The Hare with the Amber Eyes: Friday, April 20 2018

The Hare with the Amber Eyes proved popular with our Book Group. Written by Edmund de Waal, it is his family memoir tracing the history of his family, the Ephrussi, from 1871 to 2009. The Hare with the Amber Eyes is a netsuke from Japan; a small, carved ornament, worn as part of Japanese traditional dress. It was a toggle on the sash, to which an object might be attached. In his book, de Waal uses the netsuki, and the collection of which it is a part, as the thread that runs through the story, and holds it together. Really very appropriate, considering the use of a netsuki.
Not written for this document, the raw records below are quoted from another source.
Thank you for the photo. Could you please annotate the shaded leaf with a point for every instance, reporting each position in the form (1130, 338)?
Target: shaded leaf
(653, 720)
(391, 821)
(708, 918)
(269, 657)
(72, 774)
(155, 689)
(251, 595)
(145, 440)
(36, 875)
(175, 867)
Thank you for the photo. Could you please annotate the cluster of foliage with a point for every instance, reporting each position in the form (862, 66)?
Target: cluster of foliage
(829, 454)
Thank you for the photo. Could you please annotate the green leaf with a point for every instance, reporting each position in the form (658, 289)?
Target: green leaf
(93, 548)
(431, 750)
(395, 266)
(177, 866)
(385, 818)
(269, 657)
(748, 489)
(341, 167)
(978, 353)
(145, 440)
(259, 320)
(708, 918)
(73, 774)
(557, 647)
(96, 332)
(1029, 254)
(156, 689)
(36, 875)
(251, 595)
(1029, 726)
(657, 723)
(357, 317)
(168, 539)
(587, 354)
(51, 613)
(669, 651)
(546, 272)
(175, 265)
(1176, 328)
Professor Michael Manley-Casimir, who had suggested the book, led us in an extremely interesting discussion. Everyone had enjoyed reading it. In fact, I had sat up late one evening because I couldn't put it down. We liked Edmund de Waal's writing style, and found the book easy to read. His talent for creating an environment, and bringing alive the atmosphere, was much admired. His description of Charles Ephrussi's salon in Paris, with mention of the art hanging on its walls, evoked Paris in the time of the Impressionists. As I read, I enjoyed looking up the art on my Chromebook, as it was mentioned by de Waal: Renoir; Manet; Monet; were the names ringing down through the centuries. Charles Ephrussi knew them all, and was a patron.

Palais Ephrussi, Vienna, Austria
The Ephrussi had begun their business activities as grain merchants in Odessa, in the Russian Ukraine. The family made its fortune from that hard work, and moved to Paris, France, where they became bankers and financiers. de Waal's ancestor then moved to Vienna, Austria, and built the Palace Ephrussi on the Ringstrasse. The Ringstrasse was just being built at that time, toward the end of the eighteen hundreds, and it is still there. Part of the upper echelon of Austrian society, peers of the Rothschild family, they felt they were Austrians like everyone else. During the Second World War, when Hitler aryanized the property of the Ephrussi, the family only escaped Dachau by signing away their property, including the Ephrussi Bank. No one with Jewish ancestry was exempt from Hitler and the Nazis. 

Another thing that our Group liked, was that, although this book was set in the time leading up to two world wars and during the wars, and touched on anti-semitism, it did so objectively. There was no hint of victimization or self-pity. His vivid description of what it must have been like for the Ephrussi to lose their home and possessions, made that unnecessary. The appalling facts spoke for themselves.

Michael had certainly suggested a book we all enjoyed reading. It's a brilliant book, gives lots of food for thought, and lively debate.